The pace of business demands that organizations be nimble enough to improve business operations on the go. Some equate this with a need for rapid change, quickly implemented. Six Sigma, for instance, does change businesses, but it's a gradual process. It systematically identifies and eliminates defects from business processes, creating stability and better control of processes by quantifying customer-defined defect levels. It has certainly worked well for NCR Corporation and could fit your business model as well.

Six Sigma is a disciplined change management process that uses data to analyze and measure how far a given process deviates from 3.4 failures in one million attempts. The central idea is to measure the defects in a process, and to systemically eliminate them.
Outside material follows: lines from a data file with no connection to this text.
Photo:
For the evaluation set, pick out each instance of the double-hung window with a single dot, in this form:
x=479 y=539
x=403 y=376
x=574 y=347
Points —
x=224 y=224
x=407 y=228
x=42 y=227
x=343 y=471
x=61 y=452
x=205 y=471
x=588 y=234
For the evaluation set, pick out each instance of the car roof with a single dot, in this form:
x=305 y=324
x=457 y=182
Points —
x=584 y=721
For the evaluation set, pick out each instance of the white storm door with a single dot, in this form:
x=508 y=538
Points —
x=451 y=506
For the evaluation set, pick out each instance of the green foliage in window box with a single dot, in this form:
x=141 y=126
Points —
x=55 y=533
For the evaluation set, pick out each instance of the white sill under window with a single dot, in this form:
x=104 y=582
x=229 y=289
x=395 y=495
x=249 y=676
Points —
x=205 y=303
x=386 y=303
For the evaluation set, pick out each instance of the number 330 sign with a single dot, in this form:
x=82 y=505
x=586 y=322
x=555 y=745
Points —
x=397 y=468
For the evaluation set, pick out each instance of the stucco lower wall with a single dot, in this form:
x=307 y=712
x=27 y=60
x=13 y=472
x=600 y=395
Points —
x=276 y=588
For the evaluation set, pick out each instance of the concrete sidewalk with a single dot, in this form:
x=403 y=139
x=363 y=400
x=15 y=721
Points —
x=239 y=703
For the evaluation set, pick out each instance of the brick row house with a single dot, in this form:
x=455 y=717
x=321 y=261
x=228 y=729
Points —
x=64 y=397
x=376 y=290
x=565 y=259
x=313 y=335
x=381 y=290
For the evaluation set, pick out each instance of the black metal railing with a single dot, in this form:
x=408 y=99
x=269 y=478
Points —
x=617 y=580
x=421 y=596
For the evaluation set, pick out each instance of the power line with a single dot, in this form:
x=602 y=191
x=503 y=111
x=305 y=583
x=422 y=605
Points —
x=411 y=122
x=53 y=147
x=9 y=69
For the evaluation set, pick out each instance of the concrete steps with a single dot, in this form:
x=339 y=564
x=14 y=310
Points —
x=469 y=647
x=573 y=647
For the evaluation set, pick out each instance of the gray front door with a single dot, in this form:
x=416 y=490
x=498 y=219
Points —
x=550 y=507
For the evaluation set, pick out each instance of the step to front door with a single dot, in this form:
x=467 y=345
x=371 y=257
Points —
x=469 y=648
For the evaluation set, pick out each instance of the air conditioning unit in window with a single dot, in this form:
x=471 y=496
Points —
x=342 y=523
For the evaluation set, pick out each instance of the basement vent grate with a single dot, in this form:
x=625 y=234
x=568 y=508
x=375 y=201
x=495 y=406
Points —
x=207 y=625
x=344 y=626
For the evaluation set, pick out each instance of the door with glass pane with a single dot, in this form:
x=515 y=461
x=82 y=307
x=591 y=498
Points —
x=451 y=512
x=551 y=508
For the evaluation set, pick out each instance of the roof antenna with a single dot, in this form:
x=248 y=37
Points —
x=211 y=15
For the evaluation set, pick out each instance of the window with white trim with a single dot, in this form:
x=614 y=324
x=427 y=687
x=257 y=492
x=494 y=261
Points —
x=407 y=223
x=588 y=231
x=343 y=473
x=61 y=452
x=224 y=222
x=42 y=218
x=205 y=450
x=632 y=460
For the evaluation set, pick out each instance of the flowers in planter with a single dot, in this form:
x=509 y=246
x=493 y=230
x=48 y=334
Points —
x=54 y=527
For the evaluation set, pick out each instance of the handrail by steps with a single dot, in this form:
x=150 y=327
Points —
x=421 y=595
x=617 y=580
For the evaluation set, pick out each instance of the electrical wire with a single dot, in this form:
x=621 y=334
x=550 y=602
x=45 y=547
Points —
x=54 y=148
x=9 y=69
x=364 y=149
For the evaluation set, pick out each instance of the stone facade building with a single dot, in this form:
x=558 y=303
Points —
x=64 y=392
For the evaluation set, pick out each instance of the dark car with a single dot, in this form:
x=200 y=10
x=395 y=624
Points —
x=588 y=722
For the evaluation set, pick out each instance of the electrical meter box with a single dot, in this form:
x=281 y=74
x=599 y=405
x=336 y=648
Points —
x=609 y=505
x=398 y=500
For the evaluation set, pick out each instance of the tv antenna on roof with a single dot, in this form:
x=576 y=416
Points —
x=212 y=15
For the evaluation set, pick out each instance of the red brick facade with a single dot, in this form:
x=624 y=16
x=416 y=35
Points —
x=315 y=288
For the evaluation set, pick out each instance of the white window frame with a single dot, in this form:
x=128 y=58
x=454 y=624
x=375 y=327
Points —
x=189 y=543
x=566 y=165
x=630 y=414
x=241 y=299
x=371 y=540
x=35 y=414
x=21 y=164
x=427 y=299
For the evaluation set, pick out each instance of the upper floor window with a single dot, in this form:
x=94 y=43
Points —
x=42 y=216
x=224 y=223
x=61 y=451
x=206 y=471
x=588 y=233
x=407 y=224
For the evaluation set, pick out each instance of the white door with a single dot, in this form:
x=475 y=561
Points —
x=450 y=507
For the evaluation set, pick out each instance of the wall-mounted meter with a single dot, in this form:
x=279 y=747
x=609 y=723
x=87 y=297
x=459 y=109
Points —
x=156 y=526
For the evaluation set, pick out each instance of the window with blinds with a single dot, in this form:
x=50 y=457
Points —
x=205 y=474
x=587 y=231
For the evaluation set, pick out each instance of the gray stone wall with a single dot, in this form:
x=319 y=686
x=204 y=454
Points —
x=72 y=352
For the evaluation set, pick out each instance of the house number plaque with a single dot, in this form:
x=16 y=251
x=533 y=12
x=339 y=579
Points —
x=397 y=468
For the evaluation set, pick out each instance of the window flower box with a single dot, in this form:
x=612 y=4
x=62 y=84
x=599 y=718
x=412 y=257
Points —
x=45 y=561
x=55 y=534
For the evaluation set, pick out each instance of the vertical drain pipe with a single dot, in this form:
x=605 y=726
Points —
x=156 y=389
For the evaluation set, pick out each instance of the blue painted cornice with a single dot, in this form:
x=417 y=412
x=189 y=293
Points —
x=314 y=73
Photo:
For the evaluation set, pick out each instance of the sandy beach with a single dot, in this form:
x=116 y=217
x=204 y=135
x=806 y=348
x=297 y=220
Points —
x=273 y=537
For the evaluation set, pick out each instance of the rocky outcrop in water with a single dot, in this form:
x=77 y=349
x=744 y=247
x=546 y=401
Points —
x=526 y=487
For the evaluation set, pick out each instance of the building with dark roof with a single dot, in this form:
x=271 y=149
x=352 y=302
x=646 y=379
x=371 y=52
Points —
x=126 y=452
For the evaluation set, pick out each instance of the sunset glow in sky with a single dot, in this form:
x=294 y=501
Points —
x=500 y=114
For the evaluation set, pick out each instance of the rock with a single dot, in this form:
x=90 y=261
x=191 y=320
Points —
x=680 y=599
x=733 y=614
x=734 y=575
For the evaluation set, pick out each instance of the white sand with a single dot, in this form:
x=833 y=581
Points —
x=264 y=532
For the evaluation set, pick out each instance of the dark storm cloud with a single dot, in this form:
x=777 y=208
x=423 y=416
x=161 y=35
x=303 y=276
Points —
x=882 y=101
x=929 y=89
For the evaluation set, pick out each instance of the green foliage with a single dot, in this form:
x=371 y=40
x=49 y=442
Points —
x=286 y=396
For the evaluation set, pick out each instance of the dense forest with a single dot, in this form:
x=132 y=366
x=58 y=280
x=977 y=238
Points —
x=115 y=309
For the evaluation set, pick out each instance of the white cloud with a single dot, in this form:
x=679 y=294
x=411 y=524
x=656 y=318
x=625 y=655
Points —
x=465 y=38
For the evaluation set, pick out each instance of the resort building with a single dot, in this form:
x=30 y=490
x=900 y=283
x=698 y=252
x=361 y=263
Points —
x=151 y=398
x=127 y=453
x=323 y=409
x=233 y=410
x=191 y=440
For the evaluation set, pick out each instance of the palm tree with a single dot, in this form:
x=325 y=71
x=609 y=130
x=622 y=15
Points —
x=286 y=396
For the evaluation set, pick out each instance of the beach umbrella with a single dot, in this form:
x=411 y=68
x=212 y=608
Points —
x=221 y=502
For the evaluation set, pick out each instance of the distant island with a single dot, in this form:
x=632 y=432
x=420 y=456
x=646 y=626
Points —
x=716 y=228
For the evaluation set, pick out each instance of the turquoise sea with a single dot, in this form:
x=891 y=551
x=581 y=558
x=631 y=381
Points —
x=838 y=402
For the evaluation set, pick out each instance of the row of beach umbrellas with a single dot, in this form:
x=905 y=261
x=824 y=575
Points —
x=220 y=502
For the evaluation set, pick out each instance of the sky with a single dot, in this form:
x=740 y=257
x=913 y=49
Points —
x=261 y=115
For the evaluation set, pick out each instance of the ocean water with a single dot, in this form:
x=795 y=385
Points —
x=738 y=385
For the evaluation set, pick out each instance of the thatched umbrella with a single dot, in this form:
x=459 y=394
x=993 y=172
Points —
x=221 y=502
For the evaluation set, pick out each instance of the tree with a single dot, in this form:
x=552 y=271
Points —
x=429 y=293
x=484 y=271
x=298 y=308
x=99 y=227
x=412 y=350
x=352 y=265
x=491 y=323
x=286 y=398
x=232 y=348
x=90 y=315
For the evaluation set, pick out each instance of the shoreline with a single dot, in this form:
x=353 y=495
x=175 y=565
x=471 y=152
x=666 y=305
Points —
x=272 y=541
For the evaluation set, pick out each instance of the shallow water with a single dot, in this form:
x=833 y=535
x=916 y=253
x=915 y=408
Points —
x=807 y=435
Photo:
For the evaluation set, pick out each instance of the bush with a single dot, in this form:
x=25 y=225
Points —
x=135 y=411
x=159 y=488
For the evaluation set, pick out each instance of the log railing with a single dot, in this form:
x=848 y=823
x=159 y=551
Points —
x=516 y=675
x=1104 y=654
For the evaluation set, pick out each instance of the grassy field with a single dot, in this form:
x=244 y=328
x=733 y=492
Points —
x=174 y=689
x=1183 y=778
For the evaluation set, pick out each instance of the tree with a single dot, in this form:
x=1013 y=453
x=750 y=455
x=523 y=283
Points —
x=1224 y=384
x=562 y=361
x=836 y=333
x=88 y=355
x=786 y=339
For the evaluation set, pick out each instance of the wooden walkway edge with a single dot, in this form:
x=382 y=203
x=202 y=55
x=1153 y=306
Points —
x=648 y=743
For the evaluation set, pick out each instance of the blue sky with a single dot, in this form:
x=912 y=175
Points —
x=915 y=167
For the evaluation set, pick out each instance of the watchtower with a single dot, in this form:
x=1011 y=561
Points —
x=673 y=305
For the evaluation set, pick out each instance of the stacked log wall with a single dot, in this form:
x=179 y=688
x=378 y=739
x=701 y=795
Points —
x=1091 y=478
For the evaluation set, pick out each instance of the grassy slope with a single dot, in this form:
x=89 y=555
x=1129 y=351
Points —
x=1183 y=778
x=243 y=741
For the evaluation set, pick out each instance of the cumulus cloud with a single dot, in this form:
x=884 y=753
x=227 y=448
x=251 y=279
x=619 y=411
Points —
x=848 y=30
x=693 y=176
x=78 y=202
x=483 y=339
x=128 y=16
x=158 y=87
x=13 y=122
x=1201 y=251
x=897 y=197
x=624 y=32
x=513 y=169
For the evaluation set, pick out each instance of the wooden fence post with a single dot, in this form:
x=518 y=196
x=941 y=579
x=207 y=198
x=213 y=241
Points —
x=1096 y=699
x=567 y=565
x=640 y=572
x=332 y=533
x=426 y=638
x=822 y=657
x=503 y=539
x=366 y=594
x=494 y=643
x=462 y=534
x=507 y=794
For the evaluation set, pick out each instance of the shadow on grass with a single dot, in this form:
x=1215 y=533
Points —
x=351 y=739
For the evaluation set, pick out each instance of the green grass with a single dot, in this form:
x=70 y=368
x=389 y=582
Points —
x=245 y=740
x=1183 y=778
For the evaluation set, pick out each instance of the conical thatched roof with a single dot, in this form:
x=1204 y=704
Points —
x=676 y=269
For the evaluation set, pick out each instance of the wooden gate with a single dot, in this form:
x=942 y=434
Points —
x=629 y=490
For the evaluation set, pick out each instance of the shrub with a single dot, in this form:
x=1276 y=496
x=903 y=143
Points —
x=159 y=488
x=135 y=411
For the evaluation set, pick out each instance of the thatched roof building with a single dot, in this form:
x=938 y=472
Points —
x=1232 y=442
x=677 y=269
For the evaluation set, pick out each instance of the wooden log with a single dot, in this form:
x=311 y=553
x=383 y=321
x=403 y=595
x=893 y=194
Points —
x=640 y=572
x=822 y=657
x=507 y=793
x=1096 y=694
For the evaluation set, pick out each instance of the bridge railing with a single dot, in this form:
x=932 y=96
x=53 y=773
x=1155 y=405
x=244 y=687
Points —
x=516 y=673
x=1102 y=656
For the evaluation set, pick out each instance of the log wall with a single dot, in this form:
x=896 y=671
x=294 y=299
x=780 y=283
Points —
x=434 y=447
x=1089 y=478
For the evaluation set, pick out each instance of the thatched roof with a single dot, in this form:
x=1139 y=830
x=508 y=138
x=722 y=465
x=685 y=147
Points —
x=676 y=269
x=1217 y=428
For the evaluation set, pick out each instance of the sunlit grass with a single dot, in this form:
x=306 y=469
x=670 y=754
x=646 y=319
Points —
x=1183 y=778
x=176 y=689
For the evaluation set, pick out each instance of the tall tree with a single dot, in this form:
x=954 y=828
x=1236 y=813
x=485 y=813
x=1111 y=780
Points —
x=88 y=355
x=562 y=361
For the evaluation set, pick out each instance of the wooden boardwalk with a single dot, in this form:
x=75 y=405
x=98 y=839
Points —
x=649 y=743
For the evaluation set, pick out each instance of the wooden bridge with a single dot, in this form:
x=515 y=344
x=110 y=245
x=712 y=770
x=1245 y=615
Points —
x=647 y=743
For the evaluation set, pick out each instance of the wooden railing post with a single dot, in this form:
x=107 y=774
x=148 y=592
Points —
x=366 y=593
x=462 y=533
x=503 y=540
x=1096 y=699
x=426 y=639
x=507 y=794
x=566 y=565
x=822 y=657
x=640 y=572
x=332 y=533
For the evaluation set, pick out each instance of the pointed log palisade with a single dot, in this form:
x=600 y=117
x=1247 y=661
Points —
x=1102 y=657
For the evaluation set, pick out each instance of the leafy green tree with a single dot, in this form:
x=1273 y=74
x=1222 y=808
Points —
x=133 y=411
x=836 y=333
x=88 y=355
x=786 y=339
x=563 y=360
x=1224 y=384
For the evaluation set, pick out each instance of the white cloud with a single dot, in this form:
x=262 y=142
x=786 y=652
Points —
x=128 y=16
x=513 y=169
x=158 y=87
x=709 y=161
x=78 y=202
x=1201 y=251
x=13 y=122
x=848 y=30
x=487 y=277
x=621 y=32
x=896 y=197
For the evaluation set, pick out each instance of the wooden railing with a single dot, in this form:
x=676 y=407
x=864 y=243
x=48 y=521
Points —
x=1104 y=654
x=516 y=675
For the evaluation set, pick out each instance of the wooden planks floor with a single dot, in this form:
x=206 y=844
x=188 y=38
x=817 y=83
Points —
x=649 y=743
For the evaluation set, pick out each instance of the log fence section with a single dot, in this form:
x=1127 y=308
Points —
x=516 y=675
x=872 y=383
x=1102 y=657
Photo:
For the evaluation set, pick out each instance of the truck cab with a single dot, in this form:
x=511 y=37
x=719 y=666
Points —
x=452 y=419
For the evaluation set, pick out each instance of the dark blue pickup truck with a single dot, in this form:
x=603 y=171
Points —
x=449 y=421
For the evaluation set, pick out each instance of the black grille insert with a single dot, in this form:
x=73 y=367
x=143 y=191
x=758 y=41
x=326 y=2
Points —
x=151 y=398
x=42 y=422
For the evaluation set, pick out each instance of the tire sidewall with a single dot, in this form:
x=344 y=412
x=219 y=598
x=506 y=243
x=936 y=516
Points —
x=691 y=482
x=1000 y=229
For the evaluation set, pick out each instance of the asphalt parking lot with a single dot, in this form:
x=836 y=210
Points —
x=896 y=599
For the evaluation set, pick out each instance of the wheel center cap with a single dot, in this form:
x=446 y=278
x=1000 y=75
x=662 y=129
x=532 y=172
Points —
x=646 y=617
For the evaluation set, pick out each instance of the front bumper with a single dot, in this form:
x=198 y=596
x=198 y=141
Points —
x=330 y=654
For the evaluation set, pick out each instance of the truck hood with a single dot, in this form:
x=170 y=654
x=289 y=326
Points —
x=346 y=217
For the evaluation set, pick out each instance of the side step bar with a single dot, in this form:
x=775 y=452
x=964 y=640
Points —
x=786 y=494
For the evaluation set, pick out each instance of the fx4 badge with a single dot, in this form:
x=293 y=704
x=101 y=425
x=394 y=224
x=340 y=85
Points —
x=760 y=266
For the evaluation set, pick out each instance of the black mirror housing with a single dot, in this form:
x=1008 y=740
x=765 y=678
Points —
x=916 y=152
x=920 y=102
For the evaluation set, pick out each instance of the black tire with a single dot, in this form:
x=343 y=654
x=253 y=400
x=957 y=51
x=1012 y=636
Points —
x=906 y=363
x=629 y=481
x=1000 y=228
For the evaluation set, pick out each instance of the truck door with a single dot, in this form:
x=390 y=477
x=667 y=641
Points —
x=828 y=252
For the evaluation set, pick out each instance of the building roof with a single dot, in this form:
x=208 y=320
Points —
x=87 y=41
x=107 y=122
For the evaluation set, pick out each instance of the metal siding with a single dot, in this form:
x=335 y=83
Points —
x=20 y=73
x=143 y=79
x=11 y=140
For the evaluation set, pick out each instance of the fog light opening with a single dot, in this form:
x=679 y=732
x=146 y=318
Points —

A process attains Six Sigma by quantifiably demonstrating a sustained defect rate of 3.4 defects per 1 million opportunities--or a 99.9997% defect free environment. Anything less than that is ranked on a scale between 0 and 6. Some processes, like airline safety or drug testing, actually operate at a higher level than Six Sigma. It's all about measuring the cost of the defects versus the benefit derived from their elimination.

As a philosophy, Six Sigma seeks to first understand the voice of the customer by determining quantifiable limits for the specified output from them. Armed with this information the defects in the process are measured, and a strategic direction for the process improvement in chosen.

The Six Sigma process improvement approach is structured to systematically deconstruct complex problems. Starting with broad strokes, the problem is defined and granularity is added with available data.

Services are an essential component of NCR's business, and NCR's Worldwide Customer Services division is a leader in information technology services. The company provides support and management services for ATMs for banks, point-of-sale terminals for retailers, and data warehouses for many industries. Six Sigma was used by the company to improve its service call resolution process. This is how the company did it.

Step 1 - Define the Project

It's important to understand what end result the client wants to see as early as possible, to keep the team focused on that goal. This is done by gathering the customers' needs in a quantifiable way. Once this is done, specification limits known as Key Quality. Characteristics (KQCs) are developed. These KQCs are later used to measure the performance of the process under review. The objective is to ensure the team, and the team sponsor or executive leader, all have a clearly defined problem, and understand what the solution will improve for the customer.

For instance, NCR's Worldwide Customer Services organization wanted to reduce the number of calls that miss their customer contracted resolution times. By reviewing the work orders that failed to meet customer expectations (in resolution hours), NCR planned to identify processes that perform poorly and lead to poor customer satisfaction.

The ultimate goal was to reduce the number and severity of "extended out-age calls" by identifying the failures in the service delivery process. Prioritizing the areas of process failure will impact the financial and service levels of the company.

Step 2 - Describe the current situation

For any Six Sigma team, describing the current situation means gathering a lot of data. The team must clearly define and quantify how well their organization's current process works.

Two common pitfalls in this process are:

1) Paralysis by analysis -This occurs when the emphasis is on gathering data rather than actually defining the problem. Massive amounts of data are gathered and analyzed until a clear idea of all the problems in the company are developed--except perhaps the original problem.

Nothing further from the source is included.